Characteristic hemodynamic changes were noted with shock which returned to normal for the 18 hours post-resuscitation. Animals resuscitated to baseline MAP remained stable with additional small volumes of Ringer's whereas, using LAP as the parameter for resuscitation, increasing fluid requirements to maintain LAP, began at 3 to 4 hours and was paralleled by a corresponding increase in urine output. At 18 hours intake was 450 cc/hour and output nearly 350 cc/hour (both [asymptotically equal to] 4 times baseline). Organ blood flow altered as expected during shock and at 18 hours persistent, significant (p < 0.05) reduction in organ blood flow was noted in the splanchnic circulation (gut and spleen) in both groups. Blood volume was significantly below baseline (< 90%) at 18 hours.
The data suggest a persistence of a teleologically important mechanism to protect the organism during shock which is not shut off by effective resuscitation as judged by hemodynamic criteria.

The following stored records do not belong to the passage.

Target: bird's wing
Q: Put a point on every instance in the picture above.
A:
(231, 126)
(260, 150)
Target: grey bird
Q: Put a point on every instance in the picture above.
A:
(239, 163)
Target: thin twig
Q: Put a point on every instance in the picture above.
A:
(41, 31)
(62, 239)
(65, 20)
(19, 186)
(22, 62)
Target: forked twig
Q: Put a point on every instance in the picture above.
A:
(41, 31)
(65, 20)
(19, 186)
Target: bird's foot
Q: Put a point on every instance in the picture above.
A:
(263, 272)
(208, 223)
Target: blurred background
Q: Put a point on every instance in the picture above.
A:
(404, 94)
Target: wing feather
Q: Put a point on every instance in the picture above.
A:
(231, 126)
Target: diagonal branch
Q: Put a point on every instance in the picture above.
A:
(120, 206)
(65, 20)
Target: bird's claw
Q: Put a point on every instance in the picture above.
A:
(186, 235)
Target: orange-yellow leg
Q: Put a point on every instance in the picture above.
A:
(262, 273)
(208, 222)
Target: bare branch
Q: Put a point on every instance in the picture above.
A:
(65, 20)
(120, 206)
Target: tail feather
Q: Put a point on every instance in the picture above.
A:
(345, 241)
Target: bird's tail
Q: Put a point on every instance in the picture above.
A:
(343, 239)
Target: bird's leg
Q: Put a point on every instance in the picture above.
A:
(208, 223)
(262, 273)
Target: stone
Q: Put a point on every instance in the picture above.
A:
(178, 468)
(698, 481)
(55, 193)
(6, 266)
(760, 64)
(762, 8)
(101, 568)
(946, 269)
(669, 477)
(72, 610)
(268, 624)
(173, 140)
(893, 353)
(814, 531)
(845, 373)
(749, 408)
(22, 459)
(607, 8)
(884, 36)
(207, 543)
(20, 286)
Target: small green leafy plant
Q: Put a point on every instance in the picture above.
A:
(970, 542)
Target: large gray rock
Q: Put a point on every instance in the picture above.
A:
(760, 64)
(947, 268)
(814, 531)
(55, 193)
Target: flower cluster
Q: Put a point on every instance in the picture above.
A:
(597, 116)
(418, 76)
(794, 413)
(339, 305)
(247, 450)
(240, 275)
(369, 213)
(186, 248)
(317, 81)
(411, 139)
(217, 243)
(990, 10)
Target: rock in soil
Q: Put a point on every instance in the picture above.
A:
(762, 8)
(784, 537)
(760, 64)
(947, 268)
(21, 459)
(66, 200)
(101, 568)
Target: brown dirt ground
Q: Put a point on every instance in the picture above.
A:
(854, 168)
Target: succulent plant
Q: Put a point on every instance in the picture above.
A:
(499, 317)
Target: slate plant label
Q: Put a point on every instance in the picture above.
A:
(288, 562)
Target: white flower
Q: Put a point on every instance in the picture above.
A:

Furthermore, the excessive fluid intake and output necessary to maintain baseline LAP suggest resetting of normal mechanisms for regulation of blood volume, and LAP may then not be a reliable parameter of resuscitation from hemorrhagic shock. These observations describe a prolonged abnormality in blood volume and flow distribution which may contribute to the syndrome of multiple organ failure following resuscitation from shock.